Violence against women and girls 'will be treated as national emergency' under Labour

Violence against women will be treated as a “national emergency” if Labour wins power at the general election, the shadow home secretary vowed on Thursday.

Yvette Cooper has pledged an overhaul of the way violent crimes against women and girls are policed and said officers will be told to “relentlessly pursue dangerous perpetrators”.

“Week after week we see stories of women being killed, appalling failings by organisations charged with keeping them safe and weak assurances that ‘lessons will be learned,” Ms Cooper said.

“Yet nothing is changing and families across the country are being utterly devastated as a result.

“For far too long governments have treated violence against women and girls as an inevitability instead of the national emergency that it is.”

Ms Cooper referenced the murders of Sarah Everard, who was kidnapped and killed by a serving Met Police officer in 2021, and Raneem Oudeh and her mother who were stabbed to death by Ms Oudeh’s estranged husband in 2018.

Multiple failures by West Midlands Police officers “materially contributed” to the killings of Ms Oudeh and her mother, Khaola Saleem, an inquest found, raising questions about the way complaints of domestic violence were handled by the force.

Protests took place in London in the aftermath of Ms Everard’s killing, which prompted a vast vetting and review process of the Met’s nearly 45,000 officers and staff.

Last year some 1,600 of the force’s employees were under investigation for alleged violence against women or sexual abuse.

Mayor of London Sadiq Khan said: “It is simply not right that in 2024 women and girls across our country still routinely live in fear for their own safety.

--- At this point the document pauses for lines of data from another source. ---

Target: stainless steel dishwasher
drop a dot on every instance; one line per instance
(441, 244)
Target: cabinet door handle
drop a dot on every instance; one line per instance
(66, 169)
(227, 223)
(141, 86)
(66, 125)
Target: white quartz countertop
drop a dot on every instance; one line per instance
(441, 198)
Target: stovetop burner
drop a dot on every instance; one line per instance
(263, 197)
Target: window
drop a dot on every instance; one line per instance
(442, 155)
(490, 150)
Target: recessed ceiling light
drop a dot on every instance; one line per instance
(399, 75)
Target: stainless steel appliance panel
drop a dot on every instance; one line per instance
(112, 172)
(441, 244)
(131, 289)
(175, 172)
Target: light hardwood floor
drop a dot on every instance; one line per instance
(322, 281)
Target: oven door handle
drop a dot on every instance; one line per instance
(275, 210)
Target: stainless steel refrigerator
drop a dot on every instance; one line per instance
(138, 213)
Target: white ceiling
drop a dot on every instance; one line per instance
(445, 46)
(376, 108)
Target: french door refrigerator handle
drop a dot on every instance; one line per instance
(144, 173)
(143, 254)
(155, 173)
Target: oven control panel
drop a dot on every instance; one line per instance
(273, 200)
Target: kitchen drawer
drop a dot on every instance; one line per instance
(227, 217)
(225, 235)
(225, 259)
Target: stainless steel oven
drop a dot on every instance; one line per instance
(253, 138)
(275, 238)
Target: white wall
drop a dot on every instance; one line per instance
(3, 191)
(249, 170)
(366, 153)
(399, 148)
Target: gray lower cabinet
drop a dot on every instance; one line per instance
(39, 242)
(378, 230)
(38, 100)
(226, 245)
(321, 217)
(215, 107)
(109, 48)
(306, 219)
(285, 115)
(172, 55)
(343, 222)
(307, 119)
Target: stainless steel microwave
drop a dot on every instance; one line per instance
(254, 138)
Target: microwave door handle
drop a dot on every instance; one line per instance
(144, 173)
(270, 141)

“I’ve prioritised funding and initiatives to tackle violence against women and girls in London.”

Under the proposed “Raneem’s Law” police forces will be forced to provide more protection for victims of domestic abuse.

Labour’s package of new measures includes placing domestic abuse specialists in 999 control rooms to spot warning signs when emergency calls come in and violence against women training for every police officer in the country.

There will also be “enhanced support for victims” going through the criminal justice process and the introduction of a scheme that offers free legal advice to rape survivors.

Ms Cooper added: “We are sick and tired of women and girls facing the same threats of violence and abuse, generation after generation. Enough is enough.”

Combating violence against women and girls lies at the heart of the Standard’s Show Some Respect campaign, which is funding workshops about healthy relationships in schools, starting with £500,000 from the Evening Standard Dispossessed Fund.